Thin Love(5)
Her mother’s voice was tense and Keira could hear the exaggerated sigh she blew right into the phone. “I just believe it would behoove you to make smart connections now. Mark is pre-med at Tulane. He’s mature and has a bright future ahead of him. You’ll want to snag him up before someone else does.”
Keira wanted to scream. Her mother had antiquated, ancient ideas about how Keira should live her life. Cora Michaels had managed at least one successful marriage, to a heart surgeon no less, and had considered that some great accomplishment. The woman liked to pretend she’d never been married to Keira’s father—a handsome musician with stage fright. She expected Keira to marry well. She expected Keira to be her clone. She expected a lot of things from Keira that the girl would never manage to live up to.
Taking a breath, Keira leaned against the wall, her attention distracted by a janitor mopping up a spill someone had abandoned on the gray tile floor. “I don’t want to snag anyone, Mother.”
“But Keira, he’s so fit and handsome and his parents…”
She knew all about Mark Burke’s parents and ignored her mother’s recap. They were the same as all her mother’s friends—wealthy, connected and the height of proper North Shore society. They fit among the elite, the disgustingly rich, the groups and gaggles of the affluent that looked down their noses at anyone who wasn’t just like them. She didn’t know Mark, but if he was anything like his parents, Keira knew they’d only clash. As her mother always said, usually when she was angry at Keira, she was too much like her father. The woman had never known that Keira didn’t consider that an insult.
Already tired of her nagging, Keira interrupted her mother and whatever ridiculous thing she was saying. “Mother, I have to go. My class is about to start.” She didn’t wait for a dismissal. She knew the rudeness bothered her mother, she’d mentioned once or twice that Keira had changed since she began living on campus. Since her move, the threats had been particularly venomous. But the idle threat of making Keira return to their lake house forty-five minutes from the city was weak at best.
Keira deposited her red Nokia in her pocket, glaring at the backs of the two girls who’d walked in front of her, when she noticed one of them intentionally bumping the janitor’s full mop bucket. The dirty yellow contraption tittered on its wheels before it toppled over, spilling murky, brown water over the floor.
“Stupid bitch,” Keira said to the girl’s back before she stepped next to the janitor to set the bucket right. “Can I help?”
The old man blinked at her, a wry smile pulling across his face when he registered her offer. “No, cher, don’t you trouble yourself.”
She squatted down next to him, caught the mop before it fell to the floor. “I feel like I should apologize.” She nodded toward the end of the hallway where the blonde had disappeared. “I don’t hold out much hope for my generation.
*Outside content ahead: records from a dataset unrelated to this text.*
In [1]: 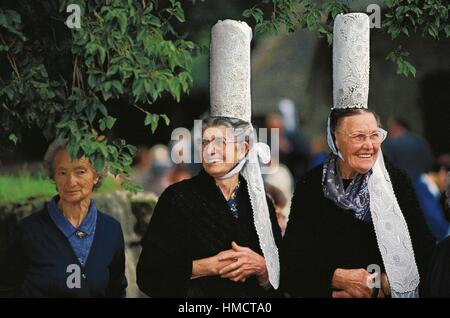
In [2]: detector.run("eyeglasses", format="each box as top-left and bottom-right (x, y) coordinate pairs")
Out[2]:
(336, 128), (387, 145)
(202, 137), (236, 147)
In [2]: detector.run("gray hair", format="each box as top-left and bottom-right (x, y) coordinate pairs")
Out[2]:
(202, 116), (253, 144)
(43, 139), (107, 190)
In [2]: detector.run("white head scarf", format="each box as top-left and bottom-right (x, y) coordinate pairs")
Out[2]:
(210, 20), (280, 289)
(327, 13), (420, 298)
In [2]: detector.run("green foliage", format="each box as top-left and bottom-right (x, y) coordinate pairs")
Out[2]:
(0, 0), (198, 190)
(242, 0), (450, 76)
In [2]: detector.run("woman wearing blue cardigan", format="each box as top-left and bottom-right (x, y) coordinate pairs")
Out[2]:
(0, 140), (127, 297)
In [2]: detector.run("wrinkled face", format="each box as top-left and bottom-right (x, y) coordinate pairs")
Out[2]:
(335, 113), (380, 174)
(202, 126), (248, 178)
(436, 168), (449, 192)
(53, 150), (99, 203)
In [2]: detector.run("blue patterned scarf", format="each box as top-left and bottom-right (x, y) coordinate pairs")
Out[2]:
(322, 154), (372, 222)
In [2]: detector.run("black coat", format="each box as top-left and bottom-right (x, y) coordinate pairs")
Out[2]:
(137, 171), (281, 297)
(280, 162), (434, 297)
(430, 237), (450, 298)
(0, 208), (127, 298)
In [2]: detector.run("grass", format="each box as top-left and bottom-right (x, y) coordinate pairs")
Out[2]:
(0, 170), (120, 205)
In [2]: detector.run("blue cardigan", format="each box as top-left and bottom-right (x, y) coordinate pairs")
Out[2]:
(0, 208), (127, 297)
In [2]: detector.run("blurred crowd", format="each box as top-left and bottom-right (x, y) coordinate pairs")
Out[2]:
(131, 99), (450, 242)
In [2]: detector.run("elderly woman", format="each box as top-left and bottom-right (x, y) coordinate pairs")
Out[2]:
(137, 117), (281, 297)
(281, 13), (432, 298)
(281, 109), (432, 297)
(0, 140), (127, 297)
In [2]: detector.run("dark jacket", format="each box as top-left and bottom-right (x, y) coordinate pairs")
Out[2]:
(430, 237), (450, 298)
(281, 162), (433, 297)
(0, 208), (127, 297)
(137, 170), (281, 297)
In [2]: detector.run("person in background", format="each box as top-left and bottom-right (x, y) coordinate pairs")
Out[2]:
(383, 117), (433, 182)
(309, 136), (328, 168)
(414, 155), (450, 241)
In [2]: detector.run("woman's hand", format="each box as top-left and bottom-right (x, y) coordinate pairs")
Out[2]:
(331, 268), (378, 298)
(219, 242), (269, 286)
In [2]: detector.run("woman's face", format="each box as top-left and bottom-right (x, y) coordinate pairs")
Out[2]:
(53, 150), (99, 203)
(335, 113), (380, 174)
(202, 126), (248, 178)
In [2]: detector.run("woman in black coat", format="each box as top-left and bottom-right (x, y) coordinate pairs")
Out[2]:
(0, 140), (127, 298)
(281, 109), (433, 298)
(137, 117), (281, 297)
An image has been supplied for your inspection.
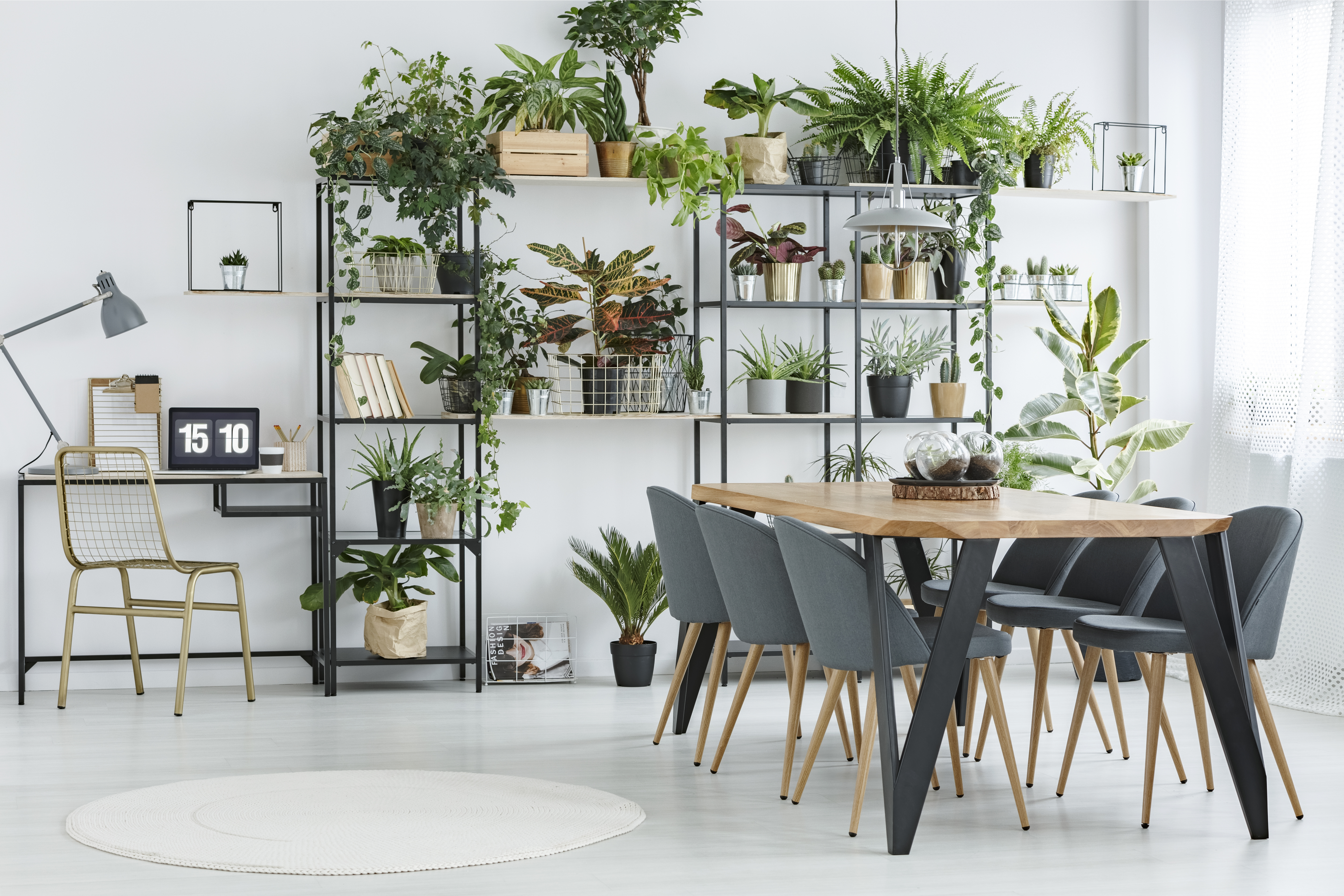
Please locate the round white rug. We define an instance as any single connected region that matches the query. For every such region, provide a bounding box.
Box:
[66,771,644,874]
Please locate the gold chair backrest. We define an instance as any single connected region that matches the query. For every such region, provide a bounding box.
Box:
[56,445,185,572]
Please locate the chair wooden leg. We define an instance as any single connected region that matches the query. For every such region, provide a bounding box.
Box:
[1027,629,1055,731]
[172,572,200,716]
[978,660,1031,830]
[1101,650,1129,759]
[1055,647,1102,797]
[1141,653,1167,827]
[1185,653,1214,790]
[793,670,844,806]
[1246,660,1302,821]
[710,643,765,775]
[227,569,257,703]
[1027,629,1055,787]
[779,643,809,799]
[117,567,145,696]
[1062,629,1112,752]
[900,666,940,790]
[849,673,878,837]
[1134,653,1185,785]
[695,622,732,766]
[653,622,703,743]
[56,569,83,709]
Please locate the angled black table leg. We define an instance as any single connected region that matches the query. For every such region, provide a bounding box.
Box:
[672,622,719,735]
[1159,532,1269,840]
[863,536,999,856]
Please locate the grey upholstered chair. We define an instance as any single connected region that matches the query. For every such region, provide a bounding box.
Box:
[774,516,1029,837]
[1055,507,1302,827]
[695,504,859,799]
[919,489,1128,762]
[645,485,732,747]
[985,497,1195,787]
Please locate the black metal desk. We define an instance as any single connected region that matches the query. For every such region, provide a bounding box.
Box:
[18,471,327,705]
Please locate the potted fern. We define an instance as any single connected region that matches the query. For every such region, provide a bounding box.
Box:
[569,527,668,688]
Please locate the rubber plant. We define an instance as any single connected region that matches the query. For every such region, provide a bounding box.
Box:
[1003,278,1191,502]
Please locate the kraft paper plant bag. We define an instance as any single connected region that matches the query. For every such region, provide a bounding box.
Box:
[364,600,429,660]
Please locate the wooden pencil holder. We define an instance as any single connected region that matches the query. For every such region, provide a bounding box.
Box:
[275,442,308,473]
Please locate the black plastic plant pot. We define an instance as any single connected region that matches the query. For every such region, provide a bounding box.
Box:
[579,367,625,414]
[1023,153,1055,189]
[933,253,966,302]
[867,376,915,416]
[435,253,472,296]
[371,480,411,539]
[784,380,826,414]
[612,641,659,688]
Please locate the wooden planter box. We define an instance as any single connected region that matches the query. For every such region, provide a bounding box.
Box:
[485,130,587,177]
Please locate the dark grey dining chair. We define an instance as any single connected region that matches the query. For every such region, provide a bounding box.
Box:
[919,489,1129,762]
[1055,507,1302,827]
[645,485,732,747]
[774,516,1031,837]
[985,497,1195,787]
[695,504,859,799]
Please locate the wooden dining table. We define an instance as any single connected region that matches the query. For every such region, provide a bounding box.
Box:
[691,482,1269,856]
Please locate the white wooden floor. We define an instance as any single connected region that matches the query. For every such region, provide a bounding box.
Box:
[0,665,1344,896]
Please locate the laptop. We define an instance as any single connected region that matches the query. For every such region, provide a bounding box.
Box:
[168,407,261,474]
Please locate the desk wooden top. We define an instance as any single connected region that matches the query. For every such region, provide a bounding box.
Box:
[691,481,1232,539]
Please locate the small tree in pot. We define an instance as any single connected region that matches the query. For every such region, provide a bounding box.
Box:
[569,528,668,688]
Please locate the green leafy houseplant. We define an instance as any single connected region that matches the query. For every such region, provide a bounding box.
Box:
[630,124,743,227]
[1004,279,1191,502]
[298,544,458,613]
[559,0,701,128]
[569,528,668,643]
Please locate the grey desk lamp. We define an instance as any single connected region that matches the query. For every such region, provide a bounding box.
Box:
[0,271,145,476]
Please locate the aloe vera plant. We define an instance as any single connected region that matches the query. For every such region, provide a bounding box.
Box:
[1003,278,1191,502]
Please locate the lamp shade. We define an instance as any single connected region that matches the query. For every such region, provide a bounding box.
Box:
[844,206,951,234]
[97,271,147,338]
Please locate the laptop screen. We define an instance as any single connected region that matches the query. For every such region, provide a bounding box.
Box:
[168,407,261,470]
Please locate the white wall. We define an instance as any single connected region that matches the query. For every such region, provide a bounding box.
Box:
[0,1,1220,689]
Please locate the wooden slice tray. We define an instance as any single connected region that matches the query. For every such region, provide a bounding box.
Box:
[891,478,999,501]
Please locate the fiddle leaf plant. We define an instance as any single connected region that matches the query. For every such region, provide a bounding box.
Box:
[1003,278,1191,502]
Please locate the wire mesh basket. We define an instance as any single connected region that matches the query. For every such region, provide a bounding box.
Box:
[550,353,667,415]
[355,253,438,294]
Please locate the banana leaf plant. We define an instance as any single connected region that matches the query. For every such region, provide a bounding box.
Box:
[1003,278,1191,502]
[298,544,458,613]
[519,243,675,367]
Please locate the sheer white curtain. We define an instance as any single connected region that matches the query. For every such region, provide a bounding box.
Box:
[1210,1,1344,715]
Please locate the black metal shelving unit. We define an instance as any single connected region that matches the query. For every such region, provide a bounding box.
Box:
[315,180,484,697]
[692,184,993,482]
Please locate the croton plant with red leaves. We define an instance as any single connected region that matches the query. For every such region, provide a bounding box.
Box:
[714,204,825,274]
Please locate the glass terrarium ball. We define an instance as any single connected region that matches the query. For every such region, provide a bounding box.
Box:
[906,430,929,480]
[915,433,970,482]
[961,433,1004,480]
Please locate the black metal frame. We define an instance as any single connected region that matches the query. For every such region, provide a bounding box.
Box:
[187,199,285,293]
[18,473,327,707]
[313,179,484,697]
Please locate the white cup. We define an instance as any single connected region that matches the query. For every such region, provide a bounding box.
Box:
[257,447,285,473]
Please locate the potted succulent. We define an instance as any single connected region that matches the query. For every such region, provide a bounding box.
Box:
[298,544,458,660]
[704,74,820,184]
[219,249,247,290]
[929,355,966,416]
[728,327,798,414]
[1116,152,1149,193]
[559,0,703,138]
[714,204,825,302]
[570,528,668,688]
[817,258,844,302]
[1015,91,1097,189]
[779,338,840,414]
[863,317,951,416]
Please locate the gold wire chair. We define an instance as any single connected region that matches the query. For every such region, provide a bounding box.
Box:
[56,446,257,716]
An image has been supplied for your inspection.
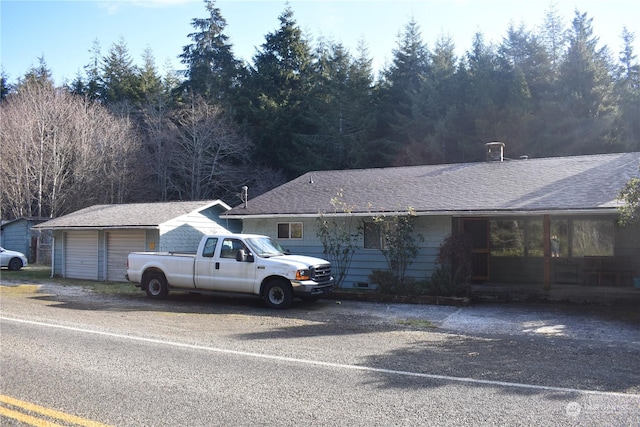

There are too many like her running around campus like they own it.”
The old man laughed and the sound had Keira returning his smile.
“I’ll give you that, darlin’. Not many good sort that I’ve seen.” He took the mop from Keira and they both stood straight. “But pretty little things like you give me hope.” At his wink, Keira felt her cheeks warm. “Thank you for the offer, but I think you best be off to your studies.”
“Yes, sir,” she said, wiping her damp hands on the leg of her jeans.
She put her mother and the janitor out of her mind as she walked into the classroom. Keira loved this room. She loved the large wooden desks, lined in a semi-circle around Professor Miller’s larger, cherry table. It felt homey, almost cozy, and she smiled when she entered the room, taking her seat right at the front.
Arthurian Studies.
Just the roll of the class name off her tongue made Keira giddy. She loved the legends; she loved the melodrama, the purpose behind each journey, every damn Campbell cliché that was born from the study of a might-have-been-real King who reigned centuries before. She loved this class and Keira suspected that her classmates did as well. For the most part, anyway.
There were, however, three exceptions: Skylar Williams and her boyfriend Dylan Collins were two. Skylar seemed unable to release high school habits and spent a huge portion of the class doodling over her notebook. She wasn’t an artist. Keira thought she was vapid. She thought anyone who drew “Skylar loves Dylan” a hundred times on perfectly usable paper, was vapid. “Skylar loves Dylan” or “Mrs. Dylan Collins” covered today’s page alongside hearts and clouds and geometric shapes. Dylan slept through every class.